Day Two: Good afternoon, Kesté
A scant 2 hours after Slices Roulette, we arrived at Kesté Pizza & Vino, open for only 5 months, on Bleeker in the West Village. We were welcomed by the co-owner and chef, Roberto Caporuscio, who started us off with a brief history of Neapolitan pizza and his philosophy behind his pizza. Of course, it is all about the crust. Well crust, simplicity, and freshness.
Kesté, meaning “this is it” in Italian, serves authentic Neapolitan pizza. In fact, if you want to get the best in Neapolitan pizza, this is IT. Roberto is President of APN (Associazione Pizzaiuoli Napoletani, which maintains strict member guidelines for ingredients, dough, and cooking). He’s like the Wizard of Oz of Neapolitan pizza.
Kesté was by far, leaps and bounds and kangaroo jumps, some of the best pizza we as a collective group have ever put in our mouths. We were served much more food than we ordered, and despite being stuffed to the gills, we kept eating because it was all so amazing. We started with a salad of mixed greens, walnuts, pears, with a simple dressing of lemon and olive oil. Then the pizzas started flying out.
Pizza, loose as a term compared to today’s pizza, was invented in Naples centuries ago. Tomatoes had been introduced to Italy then, but in pizza’s early days, people still thought they were poisonous. So, one of the first versions of pizza, was flatbread with lard and herbs. When we heard they served a lard pizza we were super excited to try it. Something that, by it’s description, did not exactly sound appetizing to many of us. I need a new word for amazing, really. The crust was at once charred and soft as a pillow, the lard was salty and crispy around the edges and the basil was a refreshing counterpart to the fatty saltiness. The Margherita was awesome, super simple and divine. The special of the day was a pizza with a truffle cream spread. That piece of pizza, it wasn’t food, there is something too utilitarian implied in using the word food. It was straight pleasure. We had many pizzas, all delicious, but the last pizza that really made a huge impression on me was a pizza that out of the oven was topped with arugula, prosciutto, and shaved percorino romano. If you live in New York, or can afford to drop everything and get on a plane, go here. Go here now.
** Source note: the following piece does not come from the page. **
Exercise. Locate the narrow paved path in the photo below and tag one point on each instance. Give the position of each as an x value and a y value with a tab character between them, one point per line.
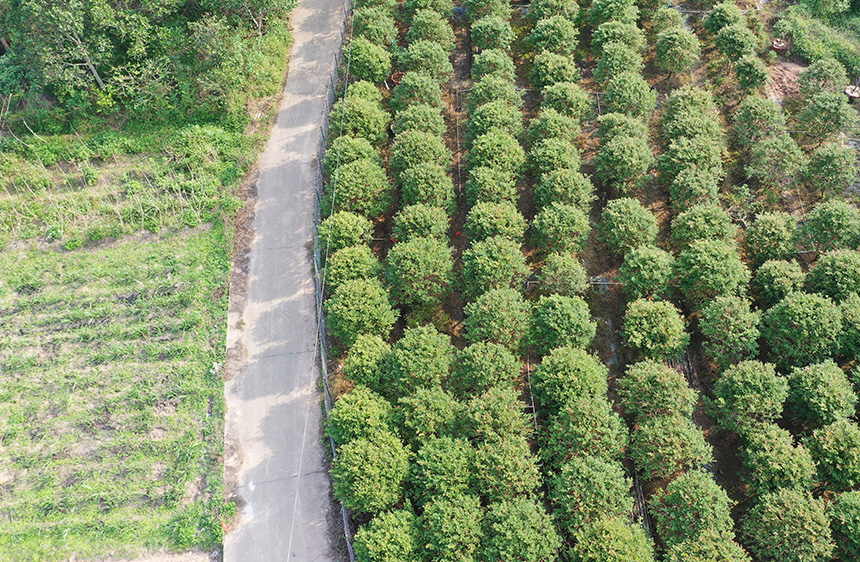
275	452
And you know, in researching Kesté, I read a lot of bum reviews. We all know that people like to complain. It makes them sound smart. But most of the bad reviews were from people that I don’t think really know what Neapolitan pizza truly is. For those people, I have a story.
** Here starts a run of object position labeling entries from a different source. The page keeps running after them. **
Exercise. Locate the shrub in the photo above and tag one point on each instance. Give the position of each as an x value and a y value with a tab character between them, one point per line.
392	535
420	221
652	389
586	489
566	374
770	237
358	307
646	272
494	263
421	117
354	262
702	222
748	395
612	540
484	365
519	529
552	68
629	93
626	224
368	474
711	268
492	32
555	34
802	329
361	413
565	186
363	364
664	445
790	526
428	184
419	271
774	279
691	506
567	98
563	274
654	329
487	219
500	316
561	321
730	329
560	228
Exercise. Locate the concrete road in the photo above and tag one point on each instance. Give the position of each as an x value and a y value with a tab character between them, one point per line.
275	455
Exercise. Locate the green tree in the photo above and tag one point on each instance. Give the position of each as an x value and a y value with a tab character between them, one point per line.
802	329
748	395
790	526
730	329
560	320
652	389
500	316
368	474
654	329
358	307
Nano, our general manager, and his brothers growing up were not allowed to say things like “eeewww, that’s weird,” or “Yuk! That’s gross.” They had to instead say, “That is not what I am used to.” And it very subtly changed their perspective, and left their minds open to eventually become used to the “weird” European food and such their parents were introducing them to. So, for those people who poo poo this pizza, are you really going to tell the President of Pizza that he doesn’t know what he’s doing? I challenge you, instead of trying to retro-fit this pizza to what you are accustomed to, look at it with fresh eyes and taste buds. The only way you would be disappointed is if you burn your tongue on an iron while getting ready. But you wouldn’t do that, I know you wouldn’t.